For determining shareholders entitlement to the final dividend, the register of members of the Company will be closed from Wednesday, 25 June 2025 to Monday, 30 June 2025, both days inclusive, during which period no transfer of shares of the Company will be registered. To be eligible to the final dividend, all transfer documents accompanied by the relevant share certificates must be lodged for registration with the Company's branch registrar in Hong Kong, Union Registrars Limited, at Suites 3301-04, 33/F, Two Chinachem Exchange Square, 338 King's Road, North Point, Hong Kong, no later than 4:00 p.m. on Tuesday, 24 June 2025.
- If Typhoon Signal No. 8 or above, or a "black" rainstorm warning is in effect or extreme conditions caused by super typhoons occurs in Hong Kong any time between 7:30 a.m. and the time of the AGM (being 11:00 a.m.) on the date of the AGM, the AGM will be held as scheduled.

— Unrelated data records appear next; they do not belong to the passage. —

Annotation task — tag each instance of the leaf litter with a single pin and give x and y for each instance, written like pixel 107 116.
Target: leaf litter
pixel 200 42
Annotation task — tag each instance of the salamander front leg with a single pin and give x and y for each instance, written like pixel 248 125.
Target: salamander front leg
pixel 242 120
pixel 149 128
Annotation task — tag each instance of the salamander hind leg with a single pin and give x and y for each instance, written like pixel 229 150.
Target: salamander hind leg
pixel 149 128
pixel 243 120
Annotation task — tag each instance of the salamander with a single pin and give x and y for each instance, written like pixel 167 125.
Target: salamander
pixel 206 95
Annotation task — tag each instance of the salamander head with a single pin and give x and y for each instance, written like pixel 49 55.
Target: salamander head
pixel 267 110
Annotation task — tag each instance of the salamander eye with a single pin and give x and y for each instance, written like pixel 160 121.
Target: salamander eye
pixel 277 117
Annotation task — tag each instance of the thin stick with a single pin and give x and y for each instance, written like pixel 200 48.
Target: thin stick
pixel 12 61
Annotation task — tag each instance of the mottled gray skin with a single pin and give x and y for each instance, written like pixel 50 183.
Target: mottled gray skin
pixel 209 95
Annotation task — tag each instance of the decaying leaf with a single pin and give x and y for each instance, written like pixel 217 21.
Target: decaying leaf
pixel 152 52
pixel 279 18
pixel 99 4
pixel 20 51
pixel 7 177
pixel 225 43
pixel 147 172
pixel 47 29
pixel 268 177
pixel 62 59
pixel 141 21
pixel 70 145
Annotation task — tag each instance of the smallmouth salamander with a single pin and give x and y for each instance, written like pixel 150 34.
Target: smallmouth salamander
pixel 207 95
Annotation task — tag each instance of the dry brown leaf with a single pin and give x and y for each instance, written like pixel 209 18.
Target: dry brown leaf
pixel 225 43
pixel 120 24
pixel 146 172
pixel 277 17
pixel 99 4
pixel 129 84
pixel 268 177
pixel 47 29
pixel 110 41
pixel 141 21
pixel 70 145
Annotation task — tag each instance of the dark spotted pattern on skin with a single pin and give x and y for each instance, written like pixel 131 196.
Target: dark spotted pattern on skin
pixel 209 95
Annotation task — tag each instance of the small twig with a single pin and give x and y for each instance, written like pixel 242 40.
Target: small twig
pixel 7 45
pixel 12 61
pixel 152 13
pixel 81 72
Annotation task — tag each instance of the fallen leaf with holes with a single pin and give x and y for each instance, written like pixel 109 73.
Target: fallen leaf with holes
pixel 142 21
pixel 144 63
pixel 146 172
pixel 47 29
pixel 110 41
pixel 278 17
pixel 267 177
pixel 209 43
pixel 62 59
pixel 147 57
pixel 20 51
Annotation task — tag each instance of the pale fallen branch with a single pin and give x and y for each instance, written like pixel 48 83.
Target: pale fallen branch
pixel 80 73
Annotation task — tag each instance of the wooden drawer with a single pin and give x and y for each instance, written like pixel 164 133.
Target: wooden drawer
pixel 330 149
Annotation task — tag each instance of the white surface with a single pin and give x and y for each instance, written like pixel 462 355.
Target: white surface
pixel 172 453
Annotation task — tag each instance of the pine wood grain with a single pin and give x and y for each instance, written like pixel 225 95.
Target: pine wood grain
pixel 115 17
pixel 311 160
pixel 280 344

Shareholders should make their own decision as to whether they would attend the AGM under bad weather conditions and if they should choose to do so, they are advised to exercise care and caution.
As at the date of this notice, the Board comprises two executive directors: Mr. Qiu Bin (chief executive officer) and Ms. Xu Junmei; three non-executive directors: Mr. Wang Xianfeng (chairman), Mr. Sun Xu and Mr. Liu Guanhua; and three independent non-executive directors: Mr. Gao Pei Ji, Mr. Zhang Yuntao and Ms. Dai Qijia.